Whatever does happen, having a broad range of skills enhances one's chances of survival. I know that I can't know everything, but the skills I have gained over the years will have some value, for myself and possible in trade with others who have skills I don't have. I don't think that I have the time to become skilled in farming or machining or cabinet-making, but I am getting to where I can take care of most of my own problems. And that is the key to a successful life, I think. Being able to take care of one's own problems, and/or having sufficient skills to trade with others for what one cannot do alone.
Skills like basic auto repair, electrical, plumbing, and roofing may not seem like survival skills now, but that is only a matter of perspective. Suppose your water pump starts pouring out antifreeze one day and you need your vehicle to drive twenty miles to work. If a water pump, sealant, and antifreeze run you $50.00, but a shop wants $400.00 to do the work, and you have $100.00 to get you through the week, basic auto repair could be a survival skill.

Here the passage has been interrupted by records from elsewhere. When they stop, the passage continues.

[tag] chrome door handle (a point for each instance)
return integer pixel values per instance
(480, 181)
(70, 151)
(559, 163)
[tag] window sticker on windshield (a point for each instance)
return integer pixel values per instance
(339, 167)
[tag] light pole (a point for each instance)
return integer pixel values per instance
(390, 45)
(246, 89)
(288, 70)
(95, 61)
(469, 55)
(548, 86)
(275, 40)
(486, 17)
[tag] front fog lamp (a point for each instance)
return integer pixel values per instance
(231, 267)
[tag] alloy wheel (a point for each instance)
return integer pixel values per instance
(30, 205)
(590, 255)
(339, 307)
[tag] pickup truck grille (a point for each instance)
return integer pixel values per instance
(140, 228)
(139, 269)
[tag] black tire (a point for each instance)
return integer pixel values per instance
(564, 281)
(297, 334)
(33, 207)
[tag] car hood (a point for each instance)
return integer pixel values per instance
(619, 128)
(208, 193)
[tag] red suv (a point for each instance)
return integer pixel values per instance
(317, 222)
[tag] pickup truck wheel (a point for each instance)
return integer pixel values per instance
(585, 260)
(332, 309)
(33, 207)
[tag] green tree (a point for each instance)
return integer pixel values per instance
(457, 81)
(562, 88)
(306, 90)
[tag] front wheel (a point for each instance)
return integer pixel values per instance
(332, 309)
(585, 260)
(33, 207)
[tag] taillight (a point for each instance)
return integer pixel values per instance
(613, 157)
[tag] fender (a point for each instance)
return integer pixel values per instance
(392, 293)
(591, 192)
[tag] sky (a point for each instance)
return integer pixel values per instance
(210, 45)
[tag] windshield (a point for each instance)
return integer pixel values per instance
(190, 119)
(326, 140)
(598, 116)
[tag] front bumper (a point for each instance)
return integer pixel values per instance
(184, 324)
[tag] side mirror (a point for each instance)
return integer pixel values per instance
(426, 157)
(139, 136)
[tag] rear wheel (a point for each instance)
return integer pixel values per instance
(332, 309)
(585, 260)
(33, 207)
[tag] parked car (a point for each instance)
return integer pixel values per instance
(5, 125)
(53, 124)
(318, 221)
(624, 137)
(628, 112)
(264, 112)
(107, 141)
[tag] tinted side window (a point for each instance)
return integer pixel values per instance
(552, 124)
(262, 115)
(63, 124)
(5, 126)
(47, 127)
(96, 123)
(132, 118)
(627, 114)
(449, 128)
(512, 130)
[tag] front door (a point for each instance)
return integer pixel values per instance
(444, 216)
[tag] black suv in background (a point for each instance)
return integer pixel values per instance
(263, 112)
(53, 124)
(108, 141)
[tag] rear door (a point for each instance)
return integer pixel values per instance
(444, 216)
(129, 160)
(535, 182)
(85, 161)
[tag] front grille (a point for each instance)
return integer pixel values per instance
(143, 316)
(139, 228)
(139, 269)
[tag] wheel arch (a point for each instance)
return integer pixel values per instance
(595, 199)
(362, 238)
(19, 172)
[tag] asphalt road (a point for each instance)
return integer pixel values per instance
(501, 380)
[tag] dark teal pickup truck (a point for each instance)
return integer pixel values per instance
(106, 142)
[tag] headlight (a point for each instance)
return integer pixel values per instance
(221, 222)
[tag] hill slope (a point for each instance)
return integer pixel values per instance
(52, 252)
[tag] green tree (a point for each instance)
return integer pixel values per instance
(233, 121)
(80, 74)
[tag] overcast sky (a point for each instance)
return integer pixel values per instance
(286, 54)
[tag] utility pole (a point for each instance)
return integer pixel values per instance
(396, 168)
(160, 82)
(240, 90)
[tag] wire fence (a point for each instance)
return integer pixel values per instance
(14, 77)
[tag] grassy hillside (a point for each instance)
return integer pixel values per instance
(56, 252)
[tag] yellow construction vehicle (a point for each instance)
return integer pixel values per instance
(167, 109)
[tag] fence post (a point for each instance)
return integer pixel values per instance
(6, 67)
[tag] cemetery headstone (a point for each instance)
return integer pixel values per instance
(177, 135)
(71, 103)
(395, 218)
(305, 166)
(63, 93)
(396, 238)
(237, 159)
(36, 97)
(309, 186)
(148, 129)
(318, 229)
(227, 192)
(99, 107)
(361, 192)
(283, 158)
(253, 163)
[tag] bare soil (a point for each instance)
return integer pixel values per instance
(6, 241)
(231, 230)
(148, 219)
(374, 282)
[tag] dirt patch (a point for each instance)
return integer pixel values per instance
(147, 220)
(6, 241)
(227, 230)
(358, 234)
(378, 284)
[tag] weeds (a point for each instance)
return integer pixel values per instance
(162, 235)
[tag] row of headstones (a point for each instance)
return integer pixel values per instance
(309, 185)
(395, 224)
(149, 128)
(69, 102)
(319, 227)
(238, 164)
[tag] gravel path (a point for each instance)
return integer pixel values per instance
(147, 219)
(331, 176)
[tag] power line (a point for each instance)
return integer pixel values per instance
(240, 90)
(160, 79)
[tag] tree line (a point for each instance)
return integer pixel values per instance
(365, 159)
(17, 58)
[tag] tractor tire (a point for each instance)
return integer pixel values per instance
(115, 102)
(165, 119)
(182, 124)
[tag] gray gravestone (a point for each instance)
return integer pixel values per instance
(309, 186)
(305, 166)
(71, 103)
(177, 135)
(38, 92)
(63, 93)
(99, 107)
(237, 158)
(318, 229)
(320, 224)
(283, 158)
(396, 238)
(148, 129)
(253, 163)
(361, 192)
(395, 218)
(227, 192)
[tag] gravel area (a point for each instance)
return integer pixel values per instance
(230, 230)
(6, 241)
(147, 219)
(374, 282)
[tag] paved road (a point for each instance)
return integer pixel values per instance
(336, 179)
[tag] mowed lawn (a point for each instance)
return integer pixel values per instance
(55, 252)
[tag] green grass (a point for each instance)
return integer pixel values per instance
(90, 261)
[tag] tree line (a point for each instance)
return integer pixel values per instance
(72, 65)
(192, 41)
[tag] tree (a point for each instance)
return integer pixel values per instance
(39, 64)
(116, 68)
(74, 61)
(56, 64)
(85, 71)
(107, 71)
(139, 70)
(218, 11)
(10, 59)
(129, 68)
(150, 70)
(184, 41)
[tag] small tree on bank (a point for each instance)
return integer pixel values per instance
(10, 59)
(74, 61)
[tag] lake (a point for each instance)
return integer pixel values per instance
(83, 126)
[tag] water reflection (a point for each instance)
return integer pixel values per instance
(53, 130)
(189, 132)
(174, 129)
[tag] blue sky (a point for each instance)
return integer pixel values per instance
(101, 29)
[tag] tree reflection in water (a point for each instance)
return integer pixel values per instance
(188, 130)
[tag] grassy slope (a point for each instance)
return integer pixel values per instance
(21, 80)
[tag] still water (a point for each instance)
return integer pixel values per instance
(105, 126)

Now is the time to develop those skills, and there are lots of resources to take advantage of. For example, start changing your own oil, flushing your radiator, replacing your own brake pads. There are any number of vehicle repair guides and old automotive trade school textbooks out there. Replace that broken down water heater or replace that faucet yourself with advice from the hardware store. Confidence gained from doing the simple things can help develop the confidence to tackle more challenging projects and gain more valuable skills, both for now and for TEOTWAWKI.